Нецитируемость художественного смысла тогда объясняется чрезвычайно просто. Он, этот художественный смысл, есть подсознательный идеал автора. Тот не дан его сознанию. Отсюда мука слова у писателя. Ни одно слово не представляется годящимся, и тогда появляется изъяснение противоречиями или необычнейшими образами. Последние тоже некие противоречия, если вспомнить про минус-прием. Там молчат о знаемом всеми, и тогда относительно этого знаемого необычнейший образ оказывается вторым, скажем так, и вместе с первым в душе восприемника рождается третье. Как и с противоречиями: одно + второе = третье (катарсис). А четвертое, осознание, уже вне искусства. Оно часто не случается, и потому требуется толкователь.

Да и не любой толкователь годится.

Иванов-Разумник писал за много десятилетий до 1965 года, ему простительно. Он писал:

«В жизни Ф. Сологуб не находит ответа и ищет его в смерти» (http://sologub.lit-info.ru/sologub/articles/ivanov-razumnik-sologub.htm).

И приводит в доказательство такое стихотворение:

Мы устали преследовать цели,

На работу затрачивать силы, –

Мы созрели

Для могилы.

Отдадимся могиле без спора,

Как малютки своей колыбели, –

Мы истлеем в ней скоро

И без цели.

28 сентября 1894 г.

Так вот, ритмическое строение этого стихотворения богатое (четырехстопный анапест с усеченной последней стопой, двустопный анапест с усеченной последней стопой и трехстопный анапест с усеченной последней стопой, три вида на восемь стихов). «По мнению Белого, ритмическая манера каждого поэта определяется бессознательным предпочтением» (Жирмунский. Теория стиха. Л., 1975. С. 34). И Сологуб бурлит энергией.

В этих условиях повтор слова «цели» в качестве законченного круга не достигает своей цели. Нецитируемый смысл от столкновения противочувствий «энергия» и «конец» кричит: «Нет!»

То же с наложением «сходства на смежность» (Очерки истории языка русской поэзии ХХ века. М., 1990. С. 12).
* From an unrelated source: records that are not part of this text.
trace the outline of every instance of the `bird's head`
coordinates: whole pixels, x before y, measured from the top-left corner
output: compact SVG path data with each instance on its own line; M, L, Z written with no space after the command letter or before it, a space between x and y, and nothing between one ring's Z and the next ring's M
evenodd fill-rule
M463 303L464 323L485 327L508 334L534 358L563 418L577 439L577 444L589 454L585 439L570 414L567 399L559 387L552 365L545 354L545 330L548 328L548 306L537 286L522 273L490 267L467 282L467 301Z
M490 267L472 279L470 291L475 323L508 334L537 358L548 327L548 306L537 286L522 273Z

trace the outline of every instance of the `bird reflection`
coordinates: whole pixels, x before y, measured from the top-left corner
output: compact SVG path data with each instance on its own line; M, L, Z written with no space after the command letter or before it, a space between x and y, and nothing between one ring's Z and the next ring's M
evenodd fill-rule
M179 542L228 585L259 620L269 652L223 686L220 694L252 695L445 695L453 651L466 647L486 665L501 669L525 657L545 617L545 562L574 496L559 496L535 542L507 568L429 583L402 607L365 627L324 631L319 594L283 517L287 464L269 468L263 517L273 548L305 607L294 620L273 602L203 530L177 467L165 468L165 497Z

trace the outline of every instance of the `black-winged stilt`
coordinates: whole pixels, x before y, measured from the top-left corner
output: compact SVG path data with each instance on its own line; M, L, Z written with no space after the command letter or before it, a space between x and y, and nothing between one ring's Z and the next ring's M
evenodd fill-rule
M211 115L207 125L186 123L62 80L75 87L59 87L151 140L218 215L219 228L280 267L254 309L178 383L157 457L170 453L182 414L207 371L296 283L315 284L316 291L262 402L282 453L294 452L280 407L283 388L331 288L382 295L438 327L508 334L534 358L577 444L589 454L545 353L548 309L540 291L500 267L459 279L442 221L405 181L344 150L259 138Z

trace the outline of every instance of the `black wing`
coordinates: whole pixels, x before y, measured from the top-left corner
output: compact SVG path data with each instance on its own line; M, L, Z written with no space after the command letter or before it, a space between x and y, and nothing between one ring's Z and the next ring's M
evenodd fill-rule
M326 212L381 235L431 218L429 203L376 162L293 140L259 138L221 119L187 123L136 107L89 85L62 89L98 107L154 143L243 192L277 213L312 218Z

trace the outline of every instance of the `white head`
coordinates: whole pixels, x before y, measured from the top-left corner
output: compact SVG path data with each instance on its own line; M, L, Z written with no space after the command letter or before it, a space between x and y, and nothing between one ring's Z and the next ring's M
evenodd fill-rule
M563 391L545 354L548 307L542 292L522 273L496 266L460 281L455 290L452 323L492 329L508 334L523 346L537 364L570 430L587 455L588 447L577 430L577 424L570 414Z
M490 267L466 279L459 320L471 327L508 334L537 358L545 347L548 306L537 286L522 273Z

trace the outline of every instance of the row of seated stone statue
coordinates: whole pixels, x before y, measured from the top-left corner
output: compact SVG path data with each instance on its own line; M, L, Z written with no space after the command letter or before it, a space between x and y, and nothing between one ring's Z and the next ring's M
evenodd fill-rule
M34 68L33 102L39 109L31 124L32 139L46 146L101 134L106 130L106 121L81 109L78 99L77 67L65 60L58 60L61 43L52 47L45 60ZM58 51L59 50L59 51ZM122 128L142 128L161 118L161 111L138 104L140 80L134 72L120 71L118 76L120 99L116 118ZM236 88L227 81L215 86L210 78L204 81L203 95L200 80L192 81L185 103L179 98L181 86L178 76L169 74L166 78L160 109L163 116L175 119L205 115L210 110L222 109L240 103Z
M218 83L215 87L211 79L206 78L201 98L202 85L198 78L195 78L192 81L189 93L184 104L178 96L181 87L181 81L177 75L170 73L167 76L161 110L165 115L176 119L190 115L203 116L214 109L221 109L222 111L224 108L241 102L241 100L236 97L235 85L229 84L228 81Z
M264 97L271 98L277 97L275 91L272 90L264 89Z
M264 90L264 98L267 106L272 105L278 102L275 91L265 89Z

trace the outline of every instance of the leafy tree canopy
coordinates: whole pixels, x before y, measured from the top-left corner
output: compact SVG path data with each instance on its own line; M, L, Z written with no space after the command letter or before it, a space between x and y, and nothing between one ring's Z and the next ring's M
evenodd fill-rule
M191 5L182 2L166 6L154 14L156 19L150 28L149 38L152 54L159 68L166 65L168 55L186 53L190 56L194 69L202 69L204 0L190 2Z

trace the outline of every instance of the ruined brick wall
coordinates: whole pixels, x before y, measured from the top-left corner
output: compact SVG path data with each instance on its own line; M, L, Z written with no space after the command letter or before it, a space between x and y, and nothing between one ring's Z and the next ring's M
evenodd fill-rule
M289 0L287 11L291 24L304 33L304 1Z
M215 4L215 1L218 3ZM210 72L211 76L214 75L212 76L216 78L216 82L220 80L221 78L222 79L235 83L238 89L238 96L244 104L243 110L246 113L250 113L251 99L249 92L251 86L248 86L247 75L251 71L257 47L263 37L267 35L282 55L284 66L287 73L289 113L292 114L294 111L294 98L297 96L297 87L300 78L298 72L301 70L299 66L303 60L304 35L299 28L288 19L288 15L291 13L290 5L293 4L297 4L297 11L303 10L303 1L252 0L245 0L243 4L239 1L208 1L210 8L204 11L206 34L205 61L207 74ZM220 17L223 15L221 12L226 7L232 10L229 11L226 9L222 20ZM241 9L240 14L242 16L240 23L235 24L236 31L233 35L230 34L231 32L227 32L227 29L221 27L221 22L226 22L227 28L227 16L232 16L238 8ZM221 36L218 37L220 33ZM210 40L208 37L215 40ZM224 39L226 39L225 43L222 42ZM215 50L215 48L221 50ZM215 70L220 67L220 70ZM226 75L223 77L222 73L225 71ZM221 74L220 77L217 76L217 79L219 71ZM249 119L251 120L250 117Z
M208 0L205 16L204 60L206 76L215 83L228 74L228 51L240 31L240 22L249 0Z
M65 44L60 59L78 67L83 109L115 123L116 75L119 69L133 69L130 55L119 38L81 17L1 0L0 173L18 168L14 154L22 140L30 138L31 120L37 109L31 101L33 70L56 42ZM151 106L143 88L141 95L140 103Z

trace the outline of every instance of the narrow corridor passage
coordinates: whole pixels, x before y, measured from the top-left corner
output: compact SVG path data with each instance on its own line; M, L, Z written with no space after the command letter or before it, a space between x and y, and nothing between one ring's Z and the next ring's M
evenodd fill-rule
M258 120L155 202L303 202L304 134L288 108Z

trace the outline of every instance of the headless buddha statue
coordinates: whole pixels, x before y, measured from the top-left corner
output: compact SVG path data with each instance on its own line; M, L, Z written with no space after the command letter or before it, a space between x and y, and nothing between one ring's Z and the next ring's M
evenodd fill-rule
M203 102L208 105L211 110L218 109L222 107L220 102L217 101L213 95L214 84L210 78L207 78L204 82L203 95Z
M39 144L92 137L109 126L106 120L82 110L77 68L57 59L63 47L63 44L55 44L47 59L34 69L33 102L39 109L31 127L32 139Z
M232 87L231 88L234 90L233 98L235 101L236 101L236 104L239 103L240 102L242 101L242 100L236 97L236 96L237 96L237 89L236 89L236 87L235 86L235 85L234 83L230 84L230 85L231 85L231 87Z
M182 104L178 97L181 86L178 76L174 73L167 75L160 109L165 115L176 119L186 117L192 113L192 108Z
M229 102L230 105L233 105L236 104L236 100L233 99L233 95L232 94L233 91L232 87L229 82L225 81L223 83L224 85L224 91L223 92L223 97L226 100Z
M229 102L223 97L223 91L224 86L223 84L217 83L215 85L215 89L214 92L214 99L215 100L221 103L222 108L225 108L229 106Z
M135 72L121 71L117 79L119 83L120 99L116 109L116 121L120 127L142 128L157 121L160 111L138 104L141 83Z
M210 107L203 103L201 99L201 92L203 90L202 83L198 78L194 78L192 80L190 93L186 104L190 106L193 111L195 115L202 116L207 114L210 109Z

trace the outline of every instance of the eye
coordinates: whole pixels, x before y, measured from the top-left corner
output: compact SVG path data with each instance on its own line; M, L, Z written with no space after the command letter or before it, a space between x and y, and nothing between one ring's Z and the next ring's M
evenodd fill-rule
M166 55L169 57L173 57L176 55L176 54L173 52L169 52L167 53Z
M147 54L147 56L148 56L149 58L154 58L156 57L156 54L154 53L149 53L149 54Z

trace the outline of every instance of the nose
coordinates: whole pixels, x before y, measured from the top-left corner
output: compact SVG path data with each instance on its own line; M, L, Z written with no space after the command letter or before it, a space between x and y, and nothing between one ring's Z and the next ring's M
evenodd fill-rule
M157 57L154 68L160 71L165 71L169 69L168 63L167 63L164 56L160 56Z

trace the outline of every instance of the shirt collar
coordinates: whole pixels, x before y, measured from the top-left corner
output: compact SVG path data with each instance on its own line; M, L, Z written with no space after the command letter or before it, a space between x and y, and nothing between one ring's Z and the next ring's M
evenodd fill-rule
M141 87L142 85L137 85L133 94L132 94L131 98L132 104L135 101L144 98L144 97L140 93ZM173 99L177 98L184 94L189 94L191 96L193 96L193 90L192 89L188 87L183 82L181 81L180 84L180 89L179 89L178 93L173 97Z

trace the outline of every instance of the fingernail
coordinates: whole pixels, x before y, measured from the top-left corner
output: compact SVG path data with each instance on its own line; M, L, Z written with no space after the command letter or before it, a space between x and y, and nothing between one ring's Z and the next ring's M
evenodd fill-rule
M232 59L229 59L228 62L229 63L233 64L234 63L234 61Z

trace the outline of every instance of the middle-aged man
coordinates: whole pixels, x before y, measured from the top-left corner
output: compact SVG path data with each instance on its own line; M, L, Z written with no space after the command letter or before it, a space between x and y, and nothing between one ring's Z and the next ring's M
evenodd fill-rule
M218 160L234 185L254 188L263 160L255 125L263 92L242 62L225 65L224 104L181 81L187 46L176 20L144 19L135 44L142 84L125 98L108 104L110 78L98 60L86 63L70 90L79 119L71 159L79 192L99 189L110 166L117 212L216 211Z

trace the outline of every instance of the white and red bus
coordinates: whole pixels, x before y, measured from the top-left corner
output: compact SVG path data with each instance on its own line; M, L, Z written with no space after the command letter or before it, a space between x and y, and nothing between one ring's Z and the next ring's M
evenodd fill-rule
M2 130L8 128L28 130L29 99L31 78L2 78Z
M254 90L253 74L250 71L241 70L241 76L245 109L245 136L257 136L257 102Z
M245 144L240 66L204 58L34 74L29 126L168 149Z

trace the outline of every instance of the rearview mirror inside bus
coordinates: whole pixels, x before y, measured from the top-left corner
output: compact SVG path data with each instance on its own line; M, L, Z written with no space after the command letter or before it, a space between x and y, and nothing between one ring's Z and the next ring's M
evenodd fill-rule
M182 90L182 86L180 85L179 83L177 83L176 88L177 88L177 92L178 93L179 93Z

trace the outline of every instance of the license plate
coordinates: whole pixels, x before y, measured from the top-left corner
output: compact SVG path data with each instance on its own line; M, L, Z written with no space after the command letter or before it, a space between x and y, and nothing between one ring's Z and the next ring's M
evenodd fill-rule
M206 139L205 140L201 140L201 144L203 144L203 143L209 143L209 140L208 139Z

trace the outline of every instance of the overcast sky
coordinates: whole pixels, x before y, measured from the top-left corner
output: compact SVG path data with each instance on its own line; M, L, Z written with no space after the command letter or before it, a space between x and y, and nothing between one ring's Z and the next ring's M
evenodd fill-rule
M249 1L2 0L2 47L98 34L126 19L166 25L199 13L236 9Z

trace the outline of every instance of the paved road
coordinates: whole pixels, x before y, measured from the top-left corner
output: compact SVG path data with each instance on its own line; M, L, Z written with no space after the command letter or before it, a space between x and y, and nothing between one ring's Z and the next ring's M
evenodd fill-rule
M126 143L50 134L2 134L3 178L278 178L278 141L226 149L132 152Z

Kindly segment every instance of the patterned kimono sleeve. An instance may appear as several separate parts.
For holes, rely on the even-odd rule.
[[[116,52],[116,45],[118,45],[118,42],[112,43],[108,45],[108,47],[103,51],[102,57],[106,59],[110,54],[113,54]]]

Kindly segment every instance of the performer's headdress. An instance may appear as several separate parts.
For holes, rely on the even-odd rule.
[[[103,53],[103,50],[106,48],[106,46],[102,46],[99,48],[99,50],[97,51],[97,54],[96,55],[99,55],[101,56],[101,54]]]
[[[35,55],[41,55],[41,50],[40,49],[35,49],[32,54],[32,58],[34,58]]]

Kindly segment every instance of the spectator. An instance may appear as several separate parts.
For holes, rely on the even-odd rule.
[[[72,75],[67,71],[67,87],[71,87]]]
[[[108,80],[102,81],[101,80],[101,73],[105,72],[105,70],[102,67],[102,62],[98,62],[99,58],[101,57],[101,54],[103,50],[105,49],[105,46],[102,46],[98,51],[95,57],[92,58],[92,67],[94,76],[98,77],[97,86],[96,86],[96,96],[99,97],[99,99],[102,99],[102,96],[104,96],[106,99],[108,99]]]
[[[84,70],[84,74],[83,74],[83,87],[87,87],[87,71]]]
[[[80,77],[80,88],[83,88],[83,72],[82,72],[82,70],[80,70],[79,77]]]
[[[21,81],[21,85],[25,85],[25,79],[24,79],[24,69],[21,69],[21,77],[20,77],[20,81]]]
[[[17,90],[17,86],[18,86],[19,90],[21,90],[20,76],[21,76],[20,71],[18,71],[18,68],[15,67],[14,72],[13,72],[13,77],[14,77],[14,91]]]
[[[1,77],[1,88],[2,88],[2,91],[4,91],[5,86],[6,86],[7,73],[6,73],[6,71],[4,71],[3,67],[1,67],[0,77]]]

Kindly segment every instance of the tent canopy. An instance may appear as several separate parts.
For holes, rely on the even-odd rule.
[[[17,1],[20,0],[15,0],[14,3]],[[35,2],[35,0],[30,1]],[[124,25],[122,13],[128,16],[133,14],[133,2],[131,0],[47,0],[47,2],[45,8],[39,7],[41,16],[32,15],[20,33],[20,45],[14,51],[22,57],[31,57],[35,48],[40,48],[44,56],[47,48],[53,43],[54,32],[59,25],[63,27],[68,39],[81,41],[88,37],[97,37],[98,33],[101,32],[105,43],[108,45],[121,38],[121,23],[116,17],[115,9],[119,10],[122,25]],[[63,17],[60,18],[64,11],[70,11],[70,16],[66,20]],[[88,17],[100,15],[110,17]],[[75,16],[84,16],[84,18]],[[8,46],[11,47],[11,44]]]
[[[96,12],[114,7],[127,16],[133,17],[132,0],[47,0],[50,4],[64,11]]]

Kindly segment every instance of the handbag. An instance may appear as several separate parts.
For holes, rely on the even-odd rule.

Наложение сходства трехсложности с ударением на середине слов «созрели» и «могилы» на полярную смежность смысла этих же слов разрывает и сходство, и смежность ради выражения чего-то третьего – не от мира сего не в смысле потусторонности христианской, а в смысле благого для всех сверхбудущего.

Синтаксический повтор («преследовать цели» и «затрачивать силы») с попутным фонетическим («овать» и «ивать») работает на упомянутое повышение энергии высказывания.

То же с противоположными смыслами рифмующихся слов («силы» – «могилы», «спора» – «скоро»).

Трехкратное «мы» говорит о коллективизме скрытого идеала символизма.

Может, это все и жалкое обоснование того, что я смею думать, что текст сочинен был для того, чтоб выразить что-то, чего в тексте нет написанными словами, если это литература, и нет чего-то там иного материального в других искусствах.

Но. В порядке постановки вопроса это может быть рассмотрено?